Kasus Dugaan Penghinaan Suku Nias DR.G,Keadilan di tegakkan Namun Tidak lepas dari Hukum Fondako,sebagai Pilar Persatuan Nias.
Nias, bnewsNasional.id-Damili R Gea menegaskan bahwa belum adanya Perda tentang hukum adat tidak bisa jadi alasan untuk menutup jalur hukum adat dalam menyelesaikan kasus dugaan penghinaan suku Nias. Menurutnya, hukum adat sudah diakui dalam KUHP baru dan bisa dijadikan acuan, asalkan tidak bertentangan dengan nilai dasar negara.
Tokoh masyarakat Nias, Damili R Gea, SH, M.Si menyatakan tidak setuju dengan pernyataan Ketua Lembaga Budaya Nias (LBN) Kota Gunungsitoli Nehemia Harefa. Sebelumnya, Nehemia menyebut kasus dugaan penghinaan suku Nias oleh Zulkifli tidak bisa dihukum secara adat karena belum ada Peraturan Daerah (Perda) yang mengatur hal ini.
Hukum adat merupakan bagian dari identitas dan kebudayaan masyarakat Nias, sehingga penting untuk dipertahankan dan dihormati. Penyelesaian kasus melalui jalur adat dapat memperkuat rasa persatuan dan keharmonisan masyarakat.
Dalam konteks ini, Damili R Gea menekankan pentingnya kerja sama antara delapan fondrako adat di Gunungsitoli untuk menemukan solusi yang sesuai dengan hukum adat dan memberikan keadilan yang tepat bagi semua pihak.
Penyelesaian kasus dugaan penghinaan suku Nias melalui jalur adat juga dapat menjadi contoh bagi masyarakat lain untuk menghormati dan mempertahankan kebudayaan serta identitas mereka.

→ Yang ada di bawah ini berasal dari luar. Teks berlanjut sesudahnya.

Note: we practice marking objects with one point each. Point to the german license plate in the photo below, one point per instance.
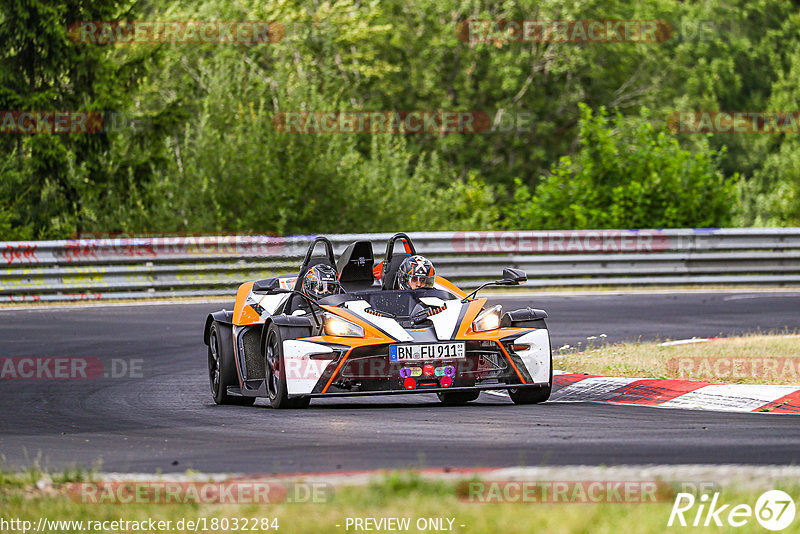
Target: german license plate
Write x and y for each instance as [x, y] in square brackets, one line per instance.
[432, 351]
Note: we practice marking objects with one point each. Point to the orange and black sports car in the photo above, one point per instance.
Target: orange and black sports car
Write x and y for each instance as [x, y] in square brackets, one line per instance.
[372, 338]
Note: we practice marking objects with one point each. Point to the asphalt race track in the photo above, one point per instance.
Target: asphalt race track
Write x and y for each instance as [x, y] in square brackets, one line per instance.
[165, 420]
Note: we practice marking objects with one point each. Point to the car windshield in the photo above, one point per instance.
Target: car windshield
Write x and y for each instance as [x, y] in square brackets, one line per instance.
[400, 302]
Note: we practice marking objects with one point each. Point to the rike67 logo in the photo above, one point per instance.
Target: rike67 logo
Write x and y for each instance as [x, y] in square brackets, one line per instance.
[774, 510]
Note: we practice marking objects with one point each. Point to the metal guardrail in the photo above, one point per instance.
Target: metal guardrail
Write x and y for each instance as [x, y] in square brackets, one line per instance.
[139, 267]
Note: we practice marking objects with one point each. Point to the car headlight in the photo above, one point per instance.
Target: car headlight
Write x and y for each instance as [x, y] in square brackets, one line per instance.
[487, 320]
[337, 326]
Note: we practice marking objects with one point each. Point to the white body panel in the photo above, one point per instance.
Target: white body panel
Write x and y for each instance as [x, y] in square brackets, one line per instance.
[537, 357]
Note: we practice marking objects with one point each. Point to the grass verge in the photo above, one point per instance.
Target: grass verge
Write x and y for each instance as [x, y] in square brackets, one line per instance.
[752, 359]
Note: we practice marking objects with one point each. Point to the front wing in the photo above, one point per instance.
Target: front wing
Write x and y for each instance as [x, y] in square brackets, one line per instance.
[511, 358]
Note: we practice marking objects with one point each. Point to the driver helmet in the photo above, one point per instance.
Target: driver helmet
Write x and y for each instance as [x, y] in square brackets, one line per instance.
[321, 281]
[415, 272]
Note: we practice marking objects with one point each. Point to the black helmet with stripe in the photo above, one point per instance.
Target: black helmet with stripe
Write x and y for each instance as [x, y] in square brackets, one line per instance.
[415, 272]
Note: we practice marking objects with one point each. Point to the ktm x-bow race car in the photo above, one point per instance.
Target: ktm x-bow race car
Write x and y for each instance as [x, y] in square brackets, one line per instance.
[373, 338]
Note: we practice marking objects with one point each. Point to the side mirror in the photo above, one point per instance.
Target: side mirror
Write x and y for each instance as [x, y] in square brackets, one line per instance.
[514, 277]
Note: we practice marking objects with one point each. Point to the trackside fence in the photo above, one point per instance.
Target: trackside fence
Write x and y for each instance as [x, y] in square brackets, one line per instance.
[141, 267]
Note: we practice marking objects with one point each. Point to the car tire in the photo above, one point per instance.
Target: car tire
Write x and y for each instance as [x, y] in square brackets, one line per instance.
[274, 369]
[457, 398]
[533, 395]
[222, 368]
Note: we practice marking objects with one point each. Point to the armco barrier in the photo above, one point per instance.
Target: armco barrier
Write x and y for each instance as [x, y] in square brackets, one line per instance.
[118, 267]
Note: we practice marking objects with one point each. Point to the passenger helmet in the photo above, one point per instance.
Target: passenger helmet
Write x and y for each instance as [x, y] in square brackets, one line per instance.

Saat ini, proses hukum melalui jalur pidana sedang berjalan di Polres Nias, namun penyelesaian melalui jalur adat dapat menjadi pilihan tambahan untuk memberikan keadilan yang lebih mendalam.
Baca juga: Channel Yanto Waruwu, Wakil Ketua LSM GMICAK Kepulauan Nias, mendesak Inspektorat Kota Gunungsitoli.
Dengan demikian, masyarakat Nias dapat merasa bahwa keadilan telah ditegakkan dan kebudayaan mereka dihormati. Ini juga dapat memperkuat rasa percaya diri masyarakat Nias dalam mempertahankan identitas dan kebudayaan mereka.
Dalam jangka panjang, penyelesaian kasus dugaan penghinaan suku Nias melalui jalur adat dapat menjadi langkah awal untuk memperkuat sistem hukum adat di Indonesia.
Pemerintah daerah juga perlu mempertimbangkan untuk membuat Perda yang mengatur tentang hukum adat, sehingga dapat menjadi dasar yang kuat untuk menyelesaikan kasus-kasus serupa di masa depan.
Dengan kerja sama dan komitmen yang kuat, masyarakat Nias dapat mempertahankan kebudayaan dan identitas mereka, serta memberikan contoh bagi masyarakat lain dalam menghormati dan mempertahankan kebudayaan.
Baca juga: Dugaan Pungli Sistematis NUPTK di Cabdisdik Sumut, Guru Dipatok Rp 3 Juta per Orang
Penyelesaian kasus dugaan penghinaan suku Nias melalui jalur adat juga dapat menjadi momentum untuk memperkuat persatuan dan keharmonisan masyarakat Nias.
Dalam konteks ini, tokoh masyarakat seperti FS Gea memiliki peran penting dalam memberikan penjelasan dan edukasi tentang hukum adat dan kebudayaan Nias.
Dengan demikian, masyarakat Nias dapat lebih memahami dan menghargai kebudayaan mereka, serta mempertahankan identitas mereka sebagai suku Nias.